İsmet Özel kafayı mı yedi!?

  • GİRİŞ25.12.2009 10:45
  • GÜNCELLEME25.12.2009 10:45

25 Aralık 2009 tarihli Radikal Gazetesi’nin haberine göre “Tunceli'de İsmet Özel hakkında suç duyurusu”nda bulunuldu. “Şair İsmet Özel'in Alevilerle ilgili sözleri Tuncelileri kızdırdı. Tunceli Barosu'na üye avukatlar Özgür Ulaş Kaplan, Ceyhun Demir, Enver Edal Şimşek, Barış Yıldırım, Bülent Taş, Seda Kaya Taş ve Düzgün Akyol, önceki gece Habertürk televizyonuna konuşan Özel'in Alevilere hakaret ettiğini öne sürdü".

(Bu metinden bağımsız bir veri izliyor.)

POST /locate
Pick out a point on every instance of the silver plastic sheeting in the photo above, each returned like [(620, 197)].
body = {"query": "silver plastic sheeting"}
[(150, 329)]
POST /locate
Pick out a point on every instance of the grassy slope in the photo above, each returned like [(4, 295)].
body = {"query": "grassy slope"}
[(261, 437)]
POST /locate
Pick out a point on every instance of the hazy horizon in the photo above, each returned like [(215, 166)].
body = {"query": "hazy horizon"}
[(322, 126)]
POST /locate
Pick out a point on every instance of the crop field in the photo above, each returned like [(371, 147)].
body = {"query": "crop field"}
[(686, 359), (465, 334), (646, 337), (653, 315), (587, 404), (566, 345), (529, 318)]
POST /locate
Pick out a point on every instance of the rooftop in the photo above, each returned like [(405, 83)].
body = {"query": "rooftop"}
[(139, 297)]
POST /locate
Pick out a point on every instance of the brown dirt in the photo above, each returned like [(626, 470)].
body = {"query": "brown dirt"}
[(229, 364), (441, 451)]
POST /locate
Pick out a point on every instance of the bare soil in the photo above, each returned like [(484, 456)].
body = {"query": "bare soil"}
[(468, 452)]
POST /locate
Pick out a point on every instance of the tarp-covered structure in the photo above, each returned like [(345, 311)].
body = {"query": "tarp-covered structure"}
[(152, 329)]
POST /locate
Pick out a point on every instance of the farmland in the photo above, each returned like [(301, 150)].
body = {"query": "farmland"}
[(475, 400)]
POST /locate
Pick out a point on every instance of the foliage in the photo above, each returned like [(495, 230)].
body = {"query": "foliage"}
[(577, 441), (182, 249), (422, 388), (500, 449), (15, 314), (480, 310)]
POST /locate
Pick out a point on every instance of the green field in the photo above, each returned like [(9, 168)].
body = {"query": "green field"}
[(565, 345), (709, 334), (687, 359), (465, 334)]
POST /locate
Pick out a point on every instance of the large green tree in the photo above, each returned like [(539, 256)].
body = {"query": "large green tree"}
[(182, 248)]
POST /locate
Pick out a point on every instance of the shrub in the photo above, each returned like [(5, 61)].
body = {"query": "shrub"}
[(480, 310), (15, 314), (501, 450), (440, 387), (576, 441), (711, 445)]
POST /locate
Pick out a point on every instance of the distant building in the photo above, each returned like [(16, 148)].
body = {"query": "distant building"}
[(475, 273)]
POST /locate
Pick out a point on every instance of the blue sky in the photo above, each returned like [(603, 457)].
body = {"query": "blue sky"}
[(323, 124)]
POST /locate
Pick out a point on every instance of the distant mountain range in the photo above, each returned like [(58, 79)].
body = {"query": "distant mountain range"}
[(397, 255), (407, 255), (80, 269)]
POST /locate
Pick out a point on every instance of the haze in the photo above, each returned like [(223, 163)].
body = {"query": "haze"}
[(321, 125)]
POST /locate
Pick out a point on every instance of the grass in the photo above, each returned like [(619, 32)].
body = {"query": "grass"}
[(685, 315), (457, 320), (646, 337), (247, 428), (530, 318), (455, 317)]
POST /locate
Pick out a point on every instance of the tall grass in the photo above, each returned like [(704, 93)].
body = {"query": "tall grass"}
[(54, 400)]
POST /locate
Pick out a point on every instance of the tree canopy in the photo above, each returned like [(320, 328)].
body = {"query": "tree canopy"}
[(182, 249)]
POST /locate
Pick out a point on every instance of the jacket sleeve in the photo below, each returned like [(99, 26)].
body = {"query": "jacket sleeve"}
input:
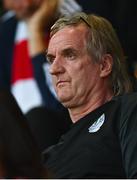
[(128, 135)]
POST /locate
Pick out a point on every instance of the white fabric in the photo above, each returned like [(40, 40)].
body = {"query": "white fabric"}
[(26, 94)]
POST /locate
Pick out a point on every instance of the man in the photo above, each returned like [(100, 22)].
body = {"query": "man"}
[(23, 70), (90, 78)]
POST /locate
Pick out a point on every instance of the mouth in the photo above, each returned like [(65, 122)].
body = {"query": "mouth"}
[(61, 83)]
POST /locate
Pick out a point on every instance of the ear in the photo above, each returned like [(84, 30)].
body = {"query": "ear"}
[(106, 65)]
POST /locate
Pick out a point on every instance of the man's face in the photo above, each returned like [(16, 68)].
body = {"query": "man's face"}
[(74, 73), (25, 8)]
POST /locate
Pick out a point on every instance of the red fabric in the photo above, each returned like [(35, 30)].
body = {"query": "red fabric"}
[(22, 66)]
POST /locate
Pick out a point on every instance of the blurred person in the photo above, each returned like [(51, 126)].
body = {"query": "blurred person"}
[(19, 154), (90, 77), (23, 69)]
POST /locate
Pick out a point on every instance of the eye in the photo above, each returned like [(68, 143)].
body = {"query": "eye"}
[(70, 54)]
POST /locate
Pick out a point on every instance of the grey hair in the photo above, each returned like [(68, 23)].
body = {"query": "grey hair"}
[(101, 39)]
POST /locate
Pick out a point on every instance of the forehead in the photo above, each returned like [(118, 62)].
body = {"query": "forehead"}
[(68, 36)]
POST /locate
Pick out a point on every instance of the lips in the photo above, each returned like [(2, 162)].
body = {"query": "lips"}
[(61, 83)]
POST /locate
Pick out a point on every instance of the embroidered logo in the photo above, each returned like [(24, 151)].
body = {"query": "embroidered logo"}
[(97, 124)]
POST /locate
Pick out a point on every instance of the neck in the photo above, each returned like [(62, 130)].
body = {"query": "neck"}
[(96, 101)]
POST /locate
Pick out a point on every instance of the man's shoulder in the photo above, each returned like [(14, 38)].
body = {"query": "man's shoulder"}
[(129, 98)]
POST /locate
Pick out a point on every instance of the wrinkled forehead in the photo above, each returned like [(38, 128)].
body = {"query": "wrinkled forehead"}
[(68, 36)]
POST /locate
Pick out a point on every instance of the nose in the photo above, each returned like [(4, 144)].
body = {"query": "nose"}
[(56, 67)]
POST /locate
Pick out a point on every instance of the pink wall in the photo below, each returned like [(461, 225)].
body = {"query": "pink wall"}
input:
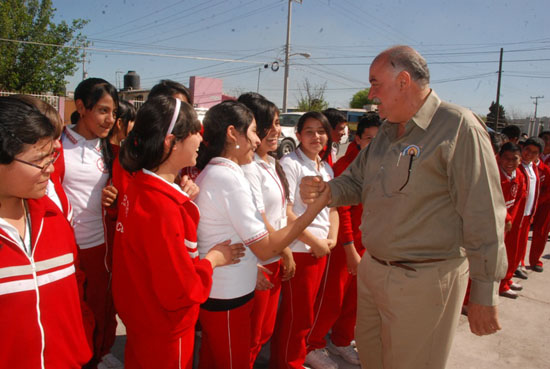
[(207, 92)]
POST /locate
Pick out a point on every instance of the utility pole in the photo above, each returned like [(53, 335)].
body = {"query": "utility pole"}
[(498, 89), (536, 126), (287, 53)]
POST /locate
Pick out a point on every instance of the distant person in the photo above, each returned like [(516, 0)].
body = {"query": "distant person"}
[(513, 186), (532, 148), (426, 208), (175, 89), (339, 126), (512, 133), (336, 303)]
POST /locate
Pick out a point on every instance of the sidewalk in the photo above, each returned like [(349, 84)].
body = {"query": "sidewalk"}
[(523, 342)]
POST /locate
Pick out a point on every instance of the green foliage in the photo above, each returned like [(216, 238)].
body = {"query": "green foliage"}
[(312, 97), (36, 68), (360, 99)]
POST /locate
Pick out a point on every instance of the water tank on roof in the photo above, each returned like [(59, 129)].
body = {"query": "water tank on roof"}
[(131, 80)]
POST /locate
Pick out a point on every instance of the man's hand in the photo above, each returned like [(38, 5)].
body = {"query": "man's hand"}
[(483, 319), (312, 187)]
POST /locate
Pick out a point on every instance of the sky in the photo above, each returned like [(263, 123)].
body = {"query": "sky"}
[(461, 41)]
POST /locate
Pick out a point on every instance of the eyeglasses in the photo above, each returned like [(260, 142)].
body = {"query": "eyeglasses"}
[(54, 155)]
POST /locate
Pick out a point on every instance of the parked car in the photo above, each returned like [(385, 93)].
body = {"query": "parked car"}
[(288, 140)]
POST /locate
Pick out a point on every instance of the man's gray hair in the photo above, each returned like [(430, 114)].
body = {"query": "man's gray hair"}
[(408, 59)]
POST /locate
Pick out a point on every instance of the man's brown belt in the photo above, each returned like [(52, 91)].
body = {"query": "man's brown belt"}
[(403, 264)]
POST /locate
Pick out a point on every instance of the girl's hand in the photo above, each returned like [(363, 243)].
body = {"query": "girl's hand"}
[(289, 266), (189, 187), (225, 254), (108, 196), (262, 283)]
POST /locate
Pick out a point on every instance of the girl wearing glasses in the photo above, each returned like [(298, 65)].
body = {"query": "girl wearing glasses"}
[(87, 163), (40, 310)]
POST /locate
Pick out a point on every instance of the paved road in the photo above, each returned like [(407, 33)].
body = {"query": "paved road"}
[(523, 342)]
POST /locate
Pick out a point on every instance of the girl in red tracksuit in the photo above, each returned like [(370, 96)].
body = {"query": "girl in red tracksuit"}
[(270, 189), (41, 315), (513, 185), (336, 302), (296, 314), (158, 281), (228, 210)]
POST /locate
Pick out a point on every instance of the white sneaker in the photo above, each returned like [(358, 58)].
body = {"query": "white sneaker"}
[(109, 361), (347, 353), (319, 359)]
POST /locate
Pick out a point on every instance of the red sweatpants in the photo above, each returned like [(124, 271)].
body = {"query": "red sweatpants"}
[(264, 311), (99, 297), (335, 305), (144, 351), (541, 228), (523, 238), (295, 316), (511, 241), (225, 338)]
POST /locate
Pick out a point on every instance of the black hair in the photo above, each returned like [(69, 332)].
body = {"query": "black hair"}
[(144, 146), (511, 131), (264, 113), (215, 123), (535, 141), (509, 147), (367, 121), (497, 139), (334, 117), (90, 91), (324, 122), (168, 88), (20, 124), (126, 112)]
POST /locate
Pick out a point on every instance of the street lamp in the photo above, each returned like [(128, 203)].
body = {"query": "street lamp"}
[(287, 68)]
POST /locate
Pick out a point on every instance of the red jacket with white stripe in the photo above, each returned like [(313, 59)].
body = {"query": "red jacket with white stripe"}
[(158, 280), (41, 321)]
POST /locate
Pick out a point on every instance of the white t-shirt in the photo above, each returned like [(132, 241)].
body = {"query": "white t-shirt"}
[(530, 201), (296, 166), (228, 211), (268, 193), (85, 178)]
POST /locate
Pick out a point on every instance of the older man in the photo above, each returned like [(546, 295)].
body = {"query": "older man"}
[(430, 190)]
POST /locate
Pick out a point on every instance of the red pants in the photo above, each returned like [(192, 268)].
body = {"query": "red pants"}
[(511, 241), (295, 316), (523, 238), (144, 351), (335, 305), (98, 296), (225, 338), (541, 228), (264, 311)]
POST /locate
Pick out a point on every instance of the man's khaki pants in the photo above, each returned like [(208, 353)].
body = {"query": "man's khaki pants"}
[(407, 319)]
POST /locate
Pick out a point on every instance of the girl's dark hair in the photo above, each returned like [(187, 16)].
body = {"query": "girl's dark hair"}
[(215, 123), (90, 91), (265, 112), (126, 112), (144, 146), (324, 122), (509, 146), (20, 124)]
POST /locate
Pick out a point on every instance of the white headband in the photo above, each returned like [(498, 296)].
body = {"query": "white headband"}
[(174, 117)]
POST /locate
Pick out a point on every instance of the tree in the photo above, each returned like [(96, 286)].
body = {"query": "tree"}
[(26, 67), (312, 97), (492, 116), (360, 99)]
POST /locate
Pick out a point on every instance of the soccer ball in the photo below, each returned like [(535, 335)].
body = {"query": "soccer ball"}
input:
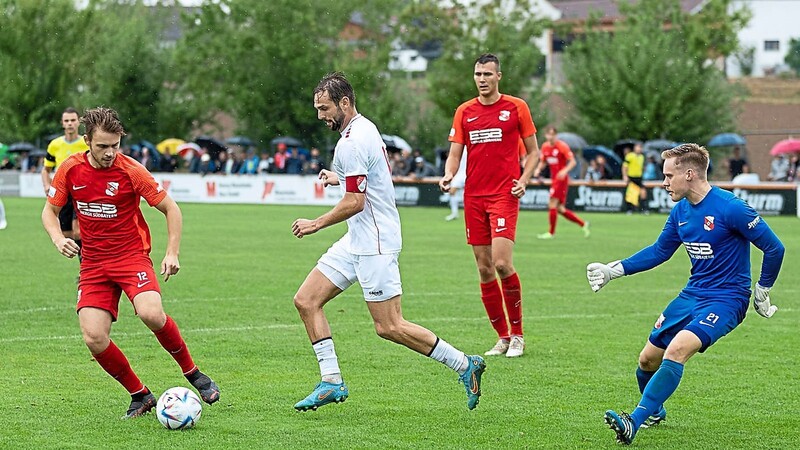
[(178, 408)]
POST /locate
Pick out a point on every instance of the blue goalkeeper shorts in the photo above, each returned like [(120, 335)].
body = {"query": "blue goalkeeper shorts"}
[(708, 319)]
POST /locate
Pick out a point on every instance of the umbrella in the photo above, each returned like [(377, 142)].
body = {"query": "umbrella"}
[(784, 146), (213, 146), (20, 147), (622, 144), (613, 161), (240, 140), (287, 140), (574, 141), (169, 146), (149, 145), (188, 148), (726, 140), (395, 143)]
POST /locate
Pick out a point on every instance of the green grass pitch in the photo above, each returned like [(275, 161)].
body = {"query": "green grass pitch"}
[(233, 301)]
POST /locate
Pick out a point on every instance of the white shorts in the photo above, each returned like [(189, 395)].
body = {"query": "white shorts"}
[(378, 275)]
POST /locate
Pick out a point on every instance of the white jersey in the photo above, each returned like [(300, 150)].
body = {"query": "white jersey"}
[(361, 151)]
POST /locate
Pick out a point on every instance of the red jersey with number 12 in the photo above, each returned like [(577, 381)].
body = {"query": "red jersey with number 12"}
[(491, 134), (107, 205)]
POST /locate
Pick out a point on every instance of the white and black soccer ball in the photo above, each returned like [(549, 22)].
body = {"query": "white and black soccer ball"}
[(178, 408)]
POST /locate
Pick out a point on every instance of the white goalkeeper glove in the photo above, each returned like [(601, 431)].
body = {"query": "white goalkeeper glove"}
[(600, 274), (761, 301)]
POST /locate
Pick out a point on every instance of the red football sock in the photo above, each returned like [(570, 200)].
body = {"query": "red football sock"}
[(512, 297), (572, 217), (170, 338), (553, 218), (492, 299), (114, 362)]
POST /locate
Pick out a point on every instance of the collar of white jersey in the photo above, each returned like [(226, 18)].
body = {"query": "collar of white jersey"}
[(350, 124)]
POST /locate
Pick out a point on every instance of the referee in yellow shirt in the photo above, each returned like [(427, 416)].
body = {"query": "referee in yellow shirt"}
[(58, 150), (632, 170)]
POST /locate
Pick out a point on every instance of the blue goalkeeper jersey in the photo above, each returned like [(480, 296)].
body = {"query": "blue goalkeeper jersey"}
[(716, 234)]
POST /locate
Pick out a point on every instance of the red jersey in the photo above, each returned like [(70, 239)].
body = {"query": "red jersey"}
[(492, 134), (556, 155), (107, 205)]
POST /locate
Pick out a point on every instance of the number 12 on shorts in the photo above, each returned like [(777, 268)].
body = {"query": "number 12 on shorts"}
[(710, 320)]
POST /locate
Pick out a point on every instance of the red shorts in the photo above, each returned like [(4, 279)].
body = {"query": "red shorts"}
[(559, 190), (101, 285), (488, 217)]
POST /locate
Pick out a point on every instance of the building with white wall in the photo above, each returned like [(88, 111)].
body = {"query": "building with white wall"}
[(773, 24)]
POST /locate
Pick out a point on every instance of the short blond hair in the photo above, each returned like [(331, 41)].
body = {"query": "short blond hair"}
[(102, 118), (692, 155)]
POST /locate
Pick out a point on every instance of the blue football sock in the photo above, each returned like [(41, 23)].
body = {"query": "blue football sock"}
[(661, 386), (643, 377)]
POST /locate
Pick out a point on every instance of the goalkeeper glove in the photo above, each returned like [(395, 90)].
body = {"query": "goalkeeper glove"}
[(761, 302), (600, 274)]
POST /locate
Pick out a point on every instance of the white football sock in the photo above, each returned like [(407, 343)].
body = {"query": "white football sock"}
[(328, 362), (449, 356)]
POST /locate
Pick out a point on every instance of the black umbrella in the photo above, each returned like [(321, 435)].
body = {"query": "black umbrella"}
[(19, 147), (286, 140), (240, 140), (395, 143), (613, 161), (574, 141), (213, 146)]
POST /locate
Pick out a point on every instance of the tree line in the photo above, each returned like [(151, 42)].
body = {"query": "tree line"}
[(258, 62)]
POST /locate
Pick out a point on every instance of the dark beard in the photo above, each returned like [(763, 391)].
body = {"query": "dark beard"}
[(338, 121)]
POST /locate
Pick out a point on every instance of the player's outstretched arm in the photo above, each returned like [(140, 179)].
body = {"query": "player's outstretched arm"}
[(329, 178), (65, 245), (170, 264), (351, 204), (600, 274), (773, 250), (451, 165), (531, 163)]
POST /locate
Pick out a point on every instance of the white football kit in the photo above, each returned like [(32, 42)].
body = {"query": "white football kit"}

”Tunceli Başsavcılığı’na suç duyurusu dilekçesi veren avukatlar şu iddiaları dile getirdi:  “Balçiçek Pamir tarafından sunuculuğu yapılan Karşıt Görüş adlı programda katılımcı İsmet Özel tarafından Aleviliğe yönelik hakaret içeren sözler kullanılmıştır. Özel, Aleviler’i, Haçlı seferlerinden sonra dağa sığınan gayrimüslimler olmakla suçlamıştır. Özel konuşmasında, ‘Türk olmayana ‘gâvur’ denir. Gâvurda akıl olsa Müslüman olurdu. Aleviler de Müslüman olamazlar. Aleviler, Haçlı ordularının Anadolu’daki kalıntıları. Anadolu sadece Türk yurdudur. Alevilik ilkelliktir. Bunu herkes kolaylıkla gözlemleyebilir. Aleviler, Haçlı Seferleri başarısızlıkla sonuçlandıktan sonra burayı terk etmek istemeyen Avrupalılardır’ şeklinde birçok açıklamada bulunmuştur. Şüpheli söz konusu beyanları ile bir inanç ve bu inanca mensup vatandaşlara yönelik hakaret ettiği gibi bu sözlerini basın yolu ile dile getirmiştir. Halkı dil, din, ırk ve bölge farkı gözeterek, kin ve düşmanlığa tahrik ettiği gibi bir inancı açık şekilde aşağılamıştır. Bu sözlerin suç teşkil ettiği çok açık bir şekilde ortadadır. Özel ve yayın boyunca suç teşkil eden fiillere müdahalede bulunmayan televizyon yetkilileri hakkında kamu davası açılmasını arz ve talep ederiz.”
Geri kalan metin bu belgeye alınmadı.